Piper uses the gospel to address to distressing social issues of our time: racism and abortion. In Chapter 26 (“Brothers, Sever the Root of Racism”), Piper asks, “Are our churches thermometers registering the racial attitudes and actions of the world; or are they thermostats raising the warmth of commitment to racial understanding and love and demonstrable harmony” (197)? Instead of appealing to another social construct to turn the church away from racism, he appeals to the Scriptures’ discussion of the barrier broken down between Jew and Gentile (Ephesians 2:11-22). In addressing the issue of abortion, Piper adamantly exhorts pastors to exhibit courage to stand and fight for those who cannot fight for themselves.
I believe pastors should put their lives and ministries on the line in this issue. The cowardice of some pastors when it comes to preaching against abortion appalls me. Many treat the dismemberment of unborn humans as an untouchable issue on the par with partisan politics…. The law of our land is immoral and unjust. That should be declared from tens of thousands of pulpits in America (212).
One rather convicting area Piper addresses to pastors is the issue of continually using and understanding the biblical languages. Piper believes that the languages in our churches and denominations should be “cherished, promoted, and sought” (82). He believes that the reason that expository preaching has lost its luster among the churches is because it lacks “precision and clarity” (83) along with the problem that preachers “tend to be second-handers. The harder it is for us to get at the original meaning of the Bible, the more we will revert to the secondary literature. … Secondhand food will not sustain and deepen our people’s faith and holiness” (83).
While this book stands tall above the majority of other books on pastoral ministry, one weakness is the intensity that Piper brings to the book. Clearly, the Puritans’ influence on Piper shows. When Piper noted how the Puritans preached salvation not just to the lost but also to the saints, he says, “What is at stake on Sunday morning is not merely the upbuilding of the church but its eternal salvation. It is not hard to see why the Puritans were so serious” (106). Piper is short on humorous anecdotes and illustrations in this book and for a reason. He does not want to give pastors the idea that pastoral ministry should not be taken with utmost gravity and seriousness. Yet Piper shares so many convictions in this book that he deems necessary, the reader risks being overwhelmed under the load, which may serve as Piper’s point.

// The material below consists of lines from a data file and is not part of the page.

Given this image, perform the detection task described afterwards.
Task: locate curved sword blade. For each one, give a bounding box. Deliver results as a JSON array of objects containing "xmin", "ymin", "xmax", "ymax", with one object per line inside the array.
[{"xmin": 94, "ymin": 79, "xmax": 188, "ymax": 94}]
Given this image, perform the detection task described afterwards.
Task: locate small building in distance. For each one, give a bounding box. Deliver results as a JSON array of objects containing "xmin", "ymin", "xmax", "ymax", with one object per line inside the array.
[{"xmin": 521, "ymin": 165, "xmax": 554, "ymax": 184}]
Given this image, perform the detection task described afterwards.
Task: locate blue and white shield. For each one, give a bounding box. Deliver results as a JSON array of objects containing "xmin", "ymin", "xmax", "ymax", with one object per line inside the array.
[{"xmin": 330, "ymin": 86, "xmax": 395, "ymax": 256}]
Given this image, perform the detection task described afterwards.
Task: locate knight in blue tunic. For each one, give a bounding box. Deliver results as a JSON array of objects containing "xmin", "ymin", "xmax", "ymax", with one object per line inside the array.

I have read this work several times over the past five years and would highly recommend this book to every preacher and pastor. Pastors need to reclaim the understanding of the high calling God has placed on them. Piper’s contagious attitude toward the glories of Christ and the love for the church is refreshing and illuminating. This would stand as one of the first books I would recommend to any pastor, regardless of age or experience.
Piper, John. Brothers,
We Are Not Professionals. Nashville, TN:
Broadman & Holman Publishers, 2002. 286 pp.